Why Security Is Different for AI Projects

A traditional web app has one main attack surface: the code. An Agent-to-Agent (A2A) system has several:

  • The agents themselves — each one is a service that accepts inputs. Malicious inputs can manipulate agent behaviour in ways that are hard to detect and reproduce.
  • The orchestrator — it routes tasks between agents. A compromised routing table can silently redirect sensitive operations.
  • The credentials — agents need API keys to call external services (LLMs, databases, search APIs). These keys are high-value targets.
  • The pipeline — the CI/CD system that builds and deploys your agents has elevated permissions. A compromised workflow can exfiltrate secrets or deploy malicious code.
  • The dependencies — your agents pull in third-party packages. A compromised package can affect every deployment.

GitHub’s security tooling addresses all of these surfaces. The modules in this course show you where the switches are and what flipping them actually does.

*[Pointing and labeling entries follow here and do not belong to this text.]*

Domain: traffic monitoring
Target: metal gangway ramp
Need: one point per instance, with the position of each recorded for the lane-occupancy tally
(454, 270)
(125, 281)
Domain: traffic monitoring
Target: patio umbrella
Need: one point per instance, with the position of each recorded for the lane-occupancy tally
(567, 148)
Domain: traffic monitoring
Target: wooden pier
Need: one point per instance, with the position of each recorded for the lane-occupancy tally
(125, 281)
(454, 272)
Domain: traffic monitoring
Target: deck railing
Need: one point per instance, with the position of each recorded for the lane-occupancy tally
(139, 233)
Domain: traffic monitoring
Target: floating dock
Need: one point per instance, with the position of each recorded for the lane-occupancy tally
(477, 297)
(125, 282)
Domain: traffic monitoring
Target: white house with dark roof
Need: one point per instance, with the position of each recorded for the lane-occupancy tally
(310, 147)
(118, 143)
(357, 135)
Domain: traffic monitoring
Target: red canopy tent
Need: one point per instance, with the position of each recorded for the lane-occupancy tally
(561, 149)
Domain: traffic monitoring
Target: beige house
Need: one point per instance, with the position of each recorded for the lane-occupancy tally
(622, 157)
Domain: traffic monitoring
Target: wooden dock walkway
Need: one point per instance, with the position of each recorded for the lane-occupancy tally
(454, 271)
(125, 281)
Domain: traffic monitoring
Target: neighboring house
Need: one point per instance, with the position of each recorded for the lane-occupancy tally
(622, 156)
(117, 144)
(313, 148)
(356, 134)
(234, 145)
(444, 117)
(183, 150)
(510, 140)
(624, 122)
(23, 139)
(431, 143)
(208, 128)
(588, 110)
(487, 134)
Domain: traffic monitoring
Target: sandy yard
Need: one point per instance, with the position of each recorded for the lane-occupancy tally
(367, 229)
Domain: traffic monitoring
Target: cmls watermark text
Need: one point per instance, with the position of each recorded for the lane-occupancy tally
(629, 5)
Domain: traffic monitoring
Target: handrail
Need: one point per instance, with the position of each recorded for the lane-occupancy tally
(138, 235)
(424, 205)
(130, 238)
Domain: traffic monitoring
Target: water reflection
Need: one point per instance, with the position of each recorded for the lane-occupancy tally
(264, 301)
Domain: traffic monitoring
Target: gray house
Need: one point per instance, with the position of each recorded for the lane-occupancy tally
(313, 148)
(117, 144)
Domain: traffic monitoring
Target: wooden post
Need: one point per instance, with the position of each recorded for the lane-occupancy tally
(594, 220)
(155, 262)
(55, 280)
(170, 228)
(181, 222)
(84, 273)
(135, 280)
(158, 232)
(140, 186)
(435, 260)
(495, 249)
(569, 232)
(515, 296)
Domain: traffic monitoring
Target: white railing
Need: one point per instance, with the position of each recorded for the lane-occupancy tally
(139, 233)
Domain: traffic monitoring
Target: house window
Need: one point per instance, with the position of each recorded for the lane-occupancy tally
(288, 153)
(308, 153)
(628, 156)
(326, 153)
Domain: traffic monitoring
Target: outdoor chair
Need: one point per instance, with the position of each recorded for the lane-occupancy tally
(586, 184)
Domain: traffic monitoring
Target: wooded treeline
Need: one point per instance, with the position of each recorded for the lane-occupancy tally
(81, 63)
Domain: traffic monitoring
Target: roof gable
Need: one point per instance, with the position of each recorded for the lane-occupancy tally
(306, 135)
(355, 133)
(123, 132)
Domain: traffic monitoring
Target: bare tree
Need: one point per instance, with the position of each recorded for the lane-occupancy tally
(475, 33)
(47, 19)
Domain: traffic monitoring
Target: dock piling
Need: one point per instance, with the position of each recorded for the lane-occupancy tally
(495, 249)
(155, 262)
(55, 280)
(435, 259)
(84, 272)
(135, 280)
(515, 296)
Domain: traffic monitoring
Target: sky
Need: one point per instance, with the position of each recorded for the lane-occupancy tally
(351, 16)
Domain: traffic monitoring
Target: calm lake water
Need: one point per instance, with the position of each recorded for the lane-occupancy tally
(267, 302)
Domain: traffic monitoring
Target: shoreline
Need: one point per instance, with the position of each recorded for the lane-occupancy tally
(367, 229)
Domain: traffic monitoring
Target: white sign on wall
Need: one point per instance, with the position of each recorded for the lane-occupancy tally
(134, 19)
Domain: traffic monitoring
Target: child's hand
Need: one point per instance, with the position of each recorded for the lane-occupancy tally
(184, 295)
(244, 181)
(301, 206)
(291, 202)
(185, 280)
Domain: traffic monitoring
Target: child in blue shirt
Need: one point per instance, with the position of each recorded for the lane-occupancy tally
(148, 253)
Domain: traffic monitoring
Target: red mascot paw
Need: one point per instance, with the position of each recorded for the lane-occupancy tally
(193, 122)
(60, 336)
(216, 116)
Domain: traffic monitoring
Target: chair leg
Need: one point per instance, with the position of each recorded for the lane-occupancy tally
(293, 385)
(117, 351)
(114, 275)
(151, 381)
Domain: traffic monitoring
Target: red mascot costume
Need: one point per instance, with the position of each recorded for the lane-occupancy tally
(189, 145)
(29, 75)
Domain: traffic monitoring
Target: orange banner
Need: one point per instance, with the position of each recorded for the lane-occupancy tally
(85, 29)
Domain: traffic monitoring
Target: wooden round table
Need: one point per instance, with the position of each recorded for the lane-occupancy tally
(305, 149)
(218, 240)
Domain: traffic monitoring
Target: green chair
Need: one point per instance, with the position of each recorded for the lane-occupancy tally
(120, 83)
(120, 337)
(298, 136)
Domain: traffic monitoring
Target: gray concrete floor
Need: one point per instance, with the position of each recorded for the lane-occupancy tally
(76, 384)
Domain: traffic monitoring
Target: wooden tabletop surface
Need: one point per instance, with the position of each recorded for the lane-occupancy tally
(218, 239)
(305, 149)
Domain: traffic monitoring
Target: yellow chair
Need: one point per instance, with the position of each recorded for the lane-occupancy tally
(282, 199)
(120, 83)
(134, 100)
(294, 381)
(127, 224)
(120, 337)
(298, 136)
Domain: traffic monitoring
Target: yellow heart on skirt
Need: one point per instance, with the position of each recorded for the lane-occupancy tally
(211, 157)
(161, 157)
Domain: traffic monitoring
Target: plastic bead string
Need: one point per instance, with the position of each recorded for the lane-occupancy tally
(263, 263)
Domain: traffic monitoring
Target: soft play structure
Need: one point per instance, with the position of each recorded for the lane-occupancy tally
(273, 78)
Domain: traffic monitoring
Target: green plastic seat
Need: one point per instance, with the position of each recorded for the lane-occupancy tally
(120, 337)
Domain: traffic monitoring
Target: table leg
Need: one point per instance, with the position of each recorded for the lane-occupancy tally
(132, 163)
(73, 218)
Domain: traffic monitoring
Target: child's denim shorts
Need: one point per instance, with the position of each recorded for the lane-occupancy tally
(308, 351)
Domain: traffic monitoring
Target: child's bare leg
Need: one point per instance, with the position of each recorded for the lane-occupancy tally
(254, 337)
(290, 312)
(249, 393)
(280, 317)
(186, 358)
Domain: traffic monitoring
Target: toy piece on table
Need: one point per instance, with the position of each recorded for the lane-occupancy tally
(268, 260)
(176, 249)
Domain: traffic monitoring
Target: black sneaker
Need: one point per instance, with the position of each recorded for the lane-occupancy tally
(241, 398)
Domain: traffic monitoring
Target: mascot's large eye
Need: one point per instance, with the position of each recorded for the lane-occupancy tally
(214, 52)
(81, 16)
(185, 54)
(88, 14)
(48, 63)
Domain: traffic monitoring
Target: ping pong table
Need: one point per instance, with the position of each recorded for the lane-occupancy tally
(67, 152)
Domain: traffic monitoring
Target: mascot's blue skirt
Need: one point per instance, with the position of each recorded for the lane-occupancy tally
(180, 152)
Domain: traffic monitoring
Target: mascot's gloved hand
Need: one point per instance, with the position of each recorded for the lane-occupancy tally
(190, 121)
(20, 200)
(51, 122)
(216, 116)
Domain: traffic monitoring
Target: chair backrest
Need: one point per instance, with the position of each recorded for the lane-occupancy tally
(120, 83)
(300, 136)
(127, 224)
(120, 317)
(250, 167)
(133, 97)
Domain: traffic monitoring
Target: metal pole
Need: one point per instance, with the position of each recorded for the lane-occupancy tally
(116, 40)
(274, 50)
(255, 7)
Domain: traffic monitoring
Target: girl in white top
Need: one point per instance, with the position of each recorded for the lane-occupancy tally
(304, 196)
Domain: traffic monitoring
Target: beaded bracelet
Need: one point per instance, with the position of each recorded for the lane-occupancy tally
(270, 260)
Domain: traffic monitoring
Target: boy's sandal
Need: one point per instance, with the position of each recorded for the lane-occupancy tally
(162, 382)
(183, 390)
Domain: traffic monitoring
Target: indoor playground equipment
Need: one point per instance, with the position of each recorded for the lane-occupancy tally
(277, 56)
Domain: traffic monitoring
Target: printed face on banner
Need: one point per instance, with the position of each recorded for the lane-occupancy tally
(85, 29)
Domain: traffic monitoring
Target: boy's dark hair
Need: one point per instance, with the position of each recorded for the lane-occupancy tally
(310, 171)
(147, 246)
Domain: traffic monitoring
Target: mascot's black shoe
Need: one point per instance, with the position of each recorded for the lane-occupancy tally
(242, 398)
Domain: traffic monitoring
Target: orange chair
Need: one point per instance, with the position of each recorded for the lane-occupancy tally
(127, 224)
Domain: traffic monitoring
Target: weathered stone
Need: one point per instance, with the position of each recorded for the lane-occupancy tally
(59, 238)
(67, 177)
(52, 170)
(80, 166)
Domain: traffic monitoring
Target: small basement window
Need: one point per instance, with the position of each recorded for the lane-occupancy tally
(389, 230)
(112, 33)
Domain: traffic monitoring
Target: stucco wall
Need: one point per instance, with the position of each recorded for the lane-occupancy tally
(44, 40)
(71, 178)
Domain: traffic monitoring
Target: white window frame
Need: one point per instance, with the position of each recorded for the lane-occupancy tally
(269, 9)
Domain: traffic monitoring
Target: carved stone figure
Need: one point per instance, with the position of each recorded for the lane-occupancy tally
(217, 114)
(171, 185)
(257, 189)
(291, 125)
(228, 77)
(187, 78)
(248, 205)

The Security Concepts, Mapped to Modules

🔐 Never Commit Secrets

Introduced in: Module 00 · Environment Setup

The most common and most costly mistake in software development. Once a secret is in your git history, it’s effectively public — even after deletion.

Deep dive →

🔐 Branch Protection Rules

Introduced in: Module 02 · Branching & Merging

Prevent direct pushes to main, require pull request reviews, and enforce CI passing before any merge. The access control layer of GitHub.

Deep dive →

🔐 Security-Aware Code Review

Introduced in: Module 03 · Pull Requests & Code Review

What to look for when reviewing PRs on an AI project — beyond style and logic. Prompt injection paths, hardcoded values, and over-permissioned agents.

Deep dive →

🔐 Secrets in GitHub Actions

Introduced in: Module 05 · GitHub Actions & CI/CD

Encrypted secrets, least-privilege permissions, and why GITHUB_TOKEN scopes matter. Your pipeline is part of your attack surface.

Deep dive →

🔐 Dependabot & CodeQL

Introduced in: Module 06 · Security on GitHub

Automated vulnerability detection — Dependabot finds known CVEs in your dependencies, CodeQL finds logic flaws in your code.

Deep dive →

🔐 Supply Chain Security

Introduced in: Module 06 · Security on GitHub

Pin GitHub Action SHAs, audit your dependency graph, and understand why the package you install today might not be the one you run tomorrow.

Deep dive →

🔐 Release Signing & SBOM

Introduced in: Module 08 · Packages, Releases & Pages

Sign your release artifacts with Sigstore, generate a Software Bill of Materials, and give your users a way to verify what they’re running.

Deep dive →


The Concentric Rings Model

Think of GitHub’s security features as layered defences — each ring assumes the inner rings can fail:

Security concentric rings diagram

No single layer is sufficient on its own. A .gitignore file won’t help if your CI pipeline logs secrets to stdout. Branch protection won’t help if a compromised GitHub Action has write access to your repository. The rings work together.


How to Use This Section

If you’re working through the course in order: each Security Thread page is linked from the 🔐 Security Note at the bottom of the relevant module. You don’t need to read ahead — the links will bring you here when the concept is introduced.

If you’re an educator or security professional: you can read the Security Thread pages standalone, in any order. Each page is self-contained and cross-references the relevant module for hands-on exercises.

If you’re looking for something specific: use the sidebar on the left to jump directly to any concept.